Oder geschieht noch ein Wunder?

Brief der Mönche an Freund und Besucher von Mariawald

Wenn man weiß, dass bald das Ende gekommen ist, dann ist bis dahin fast jedes Ereignis das Letzte. So ist nun auch jeder einzelne Tag für die Trappisten von Mariawald der letzte ihres Mönchsleben in dem Kloster, für das sie Stabilität abgelegt haben, jenes Mönchsgelübde, das sie bis zu ihrem Tod an dieses eine Kloster bindet. Die zehn Mönche von Mariawald brechen dieses Gelübde nicht. Sie werden dazu gezwungen. Rom will es, der Vatikan, der Bergoglio-Papst. Der „Orden der Zisterzienser von der strengeren Observanz“ ist ausführendes Organ. In wenigen Wochen wird die Trappistenabtei Mariawald abgewickelt sein…

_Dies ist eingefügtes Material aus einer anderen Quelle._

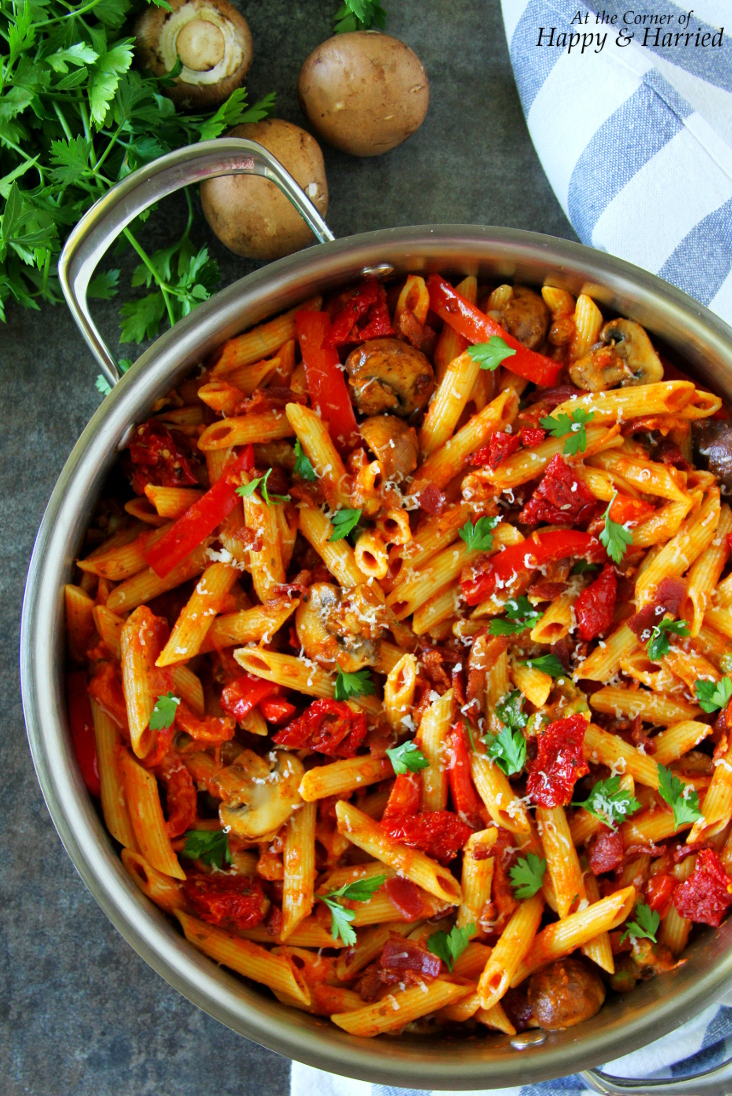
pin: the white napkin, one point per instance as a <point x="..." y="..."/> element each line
<point x="636" y="138"/>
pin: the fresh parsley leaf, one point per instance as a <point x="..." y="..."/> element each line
<point x="609" y="802"/>
<point x="261" y="483"/>
<point x="659" y="643"/>
<point x="362" y="890"/>
<point x="359" y="15"/>
<point x="163" y="714"/>
<point x="527" y="876"/>
<point x="510" y="710"/>
<point x="209" y="846"/>
<point x="344" y="522"/>
<point x="507" y="749"/>
<point x="302" y="465"/>
<point x="408" y="757"/>
<point x="582" y="567"/>
<point x="489" y="355"/>
<point x="573" y="424"/>
<point x="645" y="924"/>
<point x="479" y="537"/>
<point x="615" y="537"/>
<point x="713" y="695"/>
<point x="682" y="797"/>
<point x="548" y="664"/>
<point x="521" y="615"/>
<point x="356" y="684"/>
<point x="449" y="946"/>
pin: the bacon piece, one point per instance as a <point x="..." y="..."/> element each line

Am kommenden Samstag (24. März 2018) findet zum letzten Mal der der inzwischen zur Tradition gewordene „Mariawalder-Kreuzweg“ statt. Es wäre wirklich schön und gut, wenn viele Beter und Freunde von Mariawald teilnehmen würden. Dieser Kreuzweg, beginnend in der Kirche von Heimbach, hinauf zum Kloster Mariawald, könnte zu einem großartigen äußeren Zeichen werden für die Solidarität mit den Trappistenmönchen von Mariawald.

Doch an erster Stelle steht Christus. ER ist der Herr und Heiland. Christus zu gehorchen war und ist die oberste Richtschnur jedes Christenlebens. So sollten alle Mitbeter auch gleichzeitig ihr Bekenntnis zum Herrn über Leben und Tod ablegen und bezeugen, dass durch jedwedes Sterben der Keim für die Auferstehung gelegt wird.

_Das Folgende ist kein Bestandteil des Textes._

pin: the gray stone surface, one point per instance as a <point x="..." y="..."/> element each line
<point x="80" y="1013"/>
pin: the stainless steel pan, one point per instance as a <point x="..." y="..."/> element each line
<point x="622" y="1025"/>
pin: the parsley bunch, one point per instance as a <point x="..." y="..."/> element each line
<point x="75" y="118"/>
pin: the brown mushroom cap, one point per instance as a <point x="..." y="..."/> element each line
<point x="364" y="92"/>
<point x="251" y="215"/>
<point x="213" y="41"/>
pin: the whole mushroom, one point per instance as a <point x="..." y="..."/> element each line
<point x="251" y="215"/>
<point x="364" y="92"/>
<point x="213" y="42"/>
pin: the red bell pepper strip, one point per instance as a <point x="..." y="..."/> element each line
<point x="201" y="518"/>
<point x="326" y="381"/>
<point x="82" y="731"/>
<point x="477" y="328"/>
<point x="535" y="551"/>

Kommen SIE am 24. März nach Heimbach um den Kreuzweg nach Mariawald zu gehen.
Solidarisieren SIE sich mit den Mönchen!
SIE bekunden damit IHRE Trauer über die Vertreibung der Trappisten aus ihrem Kloster Mariawald.
Seien SIE Zeugen,
wie nicht der Staat oder andere unchristliche Kräfte,
nämlich die katholische Kirche selbst,
ohne eine überzeugende Begründung
dies tut und Mariawald schließt!

Gehen auch SIE mit den Mönchen den Kreuzweg.
Begleiten SIE die Mönche in ihrem Verlust und ihrer Trauer.
Kommen SIE zum Kreuzweg!

Wer nicht kommen kann, solidarisiere sich mit allen Kreuzwegbetern und verrichte diese Gebete in Stille an einem anderen Ort.

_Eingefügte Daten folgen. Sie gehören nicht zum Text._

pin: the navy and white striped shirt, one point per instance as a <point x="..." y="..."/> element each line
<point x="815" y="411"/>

Die Szene des großen, kahlen Holzkreuzes ohne Crucifix, das seit den Nachkriegszeiten vom Soldatenfriedhof oberhalb von Mariawald das Kloster grüßt, wirkt schaurig schön. Es deutet prophetisch hin auf ein anderes Leben, während das Kloster in den Fundamenten des Kreuzes versinkt, so wie der Leichnam eines Trappisten in der Erde versinkt, in die er ohne die Hülle eines Sarges gebettet wird. Beide werden ruhen, der Mönch und sein Kloster; ruhen, bis sie einst, wie dieses Kreuz, hinaufsteigen in himmlische Sphären. Der Leib stirbt und die Trauer ist groß. Allein im Glauben gehen die Christen ihren Weg und sie wissen, dass es die Seele ist, die über das Irdische hinausreicht. Am Ende wird der Christkönig siegen.

Schaff Recht mir, Gott,
und führe meine Sache gegen ein unheiliges Volk;
von frevelhaften, falschen Menschen rette mich;
denn Du bist ja mein Gott und meine Stärke.